Harry S Truman School of Government and Public Affairs
- Type: Public
- Established: 2001
- Parent institution: University of Missouri
- Director: Lael Kieser
- Academic staff: 87 faculty
- Location: Columbia, Missouri, United States
- Campus: Urban, college town;
- Website: truman.missouri.edu

= Truman School of Public Affairs =

Public affairs school of the University of Missouri

The Harry S Truman School of Government and Public Affairs is one of twenty-one schools and colleges at the University of Missouri. Established in 2001, it was previously known as the Department of Public Administration. The school mission is to "advance the knowledge and practice of governance in Missouri, the nation, and beyond by informing public policy, educating for ethical leadership in public service, and fostering democratic discourse among citizens, policy makers, and scholars." As part of the College of Arts and Science, the school awards master's, and doctoral degrees. The school is named after Missourian and U.S. President, Harry S. Truman.
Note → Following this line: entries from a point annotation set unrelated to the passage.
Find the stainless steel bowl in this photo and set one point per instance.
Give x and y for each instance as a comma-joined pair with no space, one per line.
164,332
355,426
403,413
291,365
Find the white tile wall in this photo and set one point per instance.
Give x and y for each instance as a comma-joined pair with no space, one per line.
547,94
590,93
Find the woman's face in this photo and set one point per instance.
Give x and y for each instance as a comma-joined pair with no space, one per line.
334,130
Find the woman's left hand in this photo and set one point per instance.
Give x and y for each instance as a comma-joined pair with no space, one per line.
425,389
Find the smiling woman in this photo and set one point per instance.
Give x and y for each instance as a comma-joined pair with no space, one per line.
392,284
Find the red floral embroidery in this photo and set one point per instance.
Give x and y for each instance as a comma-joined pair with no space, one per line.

It was ranked the 38th best public affairs program by U.S. News & World Report in 2020.

==Degree programs==
===Undergraduate===
====Bachelor's degrees====
- Bachelor of Arts in Political Science
- Bachelor of Arts in Public Administration and Policy
====Minors====
- Defense and Strategic Studies
- Canadian Studies
- Political Science

===Graduate===
====Master's degrees====
- Master of Arts in Defense and Strategic Studies
- Master of Public Affairs

====Doctorate degrees====
- Ph.D. in Public Affairs
- Ph.D. in Political Science

====Certificate programs====
The following focus areas offer 12 credit hour programs:
- Nonprofit Management
- Public Management
- Public Policy
- Organizational Change and Conflict Management (online only)
- Global Public Affairs (online only)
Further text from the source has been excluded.